The truth about side sleeping
One common misconception is that you cannot sleep on your back or stomach at all while you're pregnant. "Sleeping on side," or SOS, is what doctors often recommend. More specifically, sleeping on the left side: This avoids putting pressure on the vein that circulates blood back to the lower abdomen from your heart.
However, that's not a concern until your third trimester. Until then, it's fine to sleep on your back or stomach. "While sleeping on the left side improves blood flow and nutrient supply to the fetus due to positioning, it is most certainly not the only safe position and it is perfectly safe to sleep in other positions that are comfortable," Lauren Thayer, a registered nurse at Health Canal, said.
As you approach the 28-week mark, compressing on that vein could become a concern -- but you'd feel it if it happened. Your body will naturally gravitate to the proper position for the comfort and circulation you need.
Sleep disorders to watch out for
Some sleep disorders are more common due to hormonal changes, weight gain, stress and the many other changes your body goes through while pregnant,. Two of the most prevalent sleep disorders to keep an eye out for are:
Obstructive sleep apnea: As many as 26% of pregnant women in one study had obstructive sleep apnea by the third trimester. This condition can cause snoring, waking up during the night and sleepiness during the day.
Restless leg syndrome: Restless leg syndrome is another common cause of sleep issues while pregnant, with rates as high as 34%. It causes an uncontrollable urge to move your legs while resting.
If you experience symptoms of either of these conditions, talk to your doctor to discuss treatment options.
Pregnancy-safe sleeping aids
When it comes to getting better sleep, most of the same advice applies to pregnant people as to non-pregnant people: limit screen time before bed, keep a consistent schedule, avoid caffeine or spicy foods in the evening and so on. But there are also specific products to help you during pregnancy, such as pregnancy pillows.
If you're considering using a supplement to help you fall asleep, make sure to look for pregnancy-safe products. Be sure to speak with your doctor before taking any supplements, especially during pregnancy.

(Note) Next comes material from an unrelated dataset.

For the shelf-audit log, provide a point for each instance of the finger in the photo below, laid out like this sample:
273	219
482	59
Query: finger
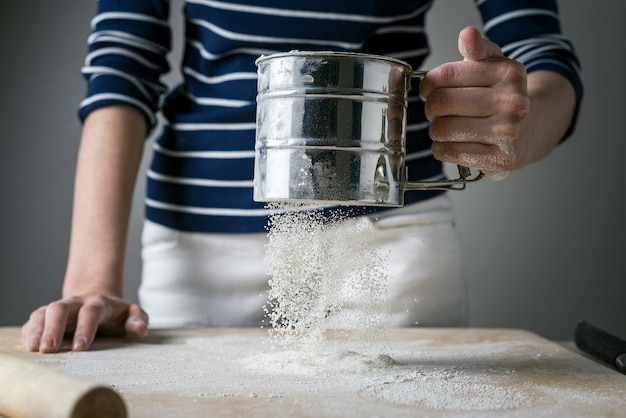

"If melatonin works for you that is really a blessing, as it is not habit forming and can be used nightly," said Dr. Greg Marchand, OB-GYN and owner of the Marchand Institute, who recommends 10mg of melatonin nightly to his patients. You might also try eating tart cherries, which are naturally high in melatonin.
According to Dr. Marchand, Benadryl is also pregnancy-safe, but it's not ideal for long-term use. "It can be habit forming and after you use it for a few nights many of my patients report that they cannot fall asleep without it," he says. Benadryl can also make your baby sleepy and lead to a decrease in movement, causing an unnecessary trip to the hospital.
As always, it's best to talk to your doctor for more specific and personal advice. Your doctor can help you get the best (and safest) sleep possible until your baby is born.
The information contained in this article is for educational and informational purposes only and is not intended as health or medical advice. Always consult a physician or other qualified health provider regarding any questions you may have about a medical condition or health objectives.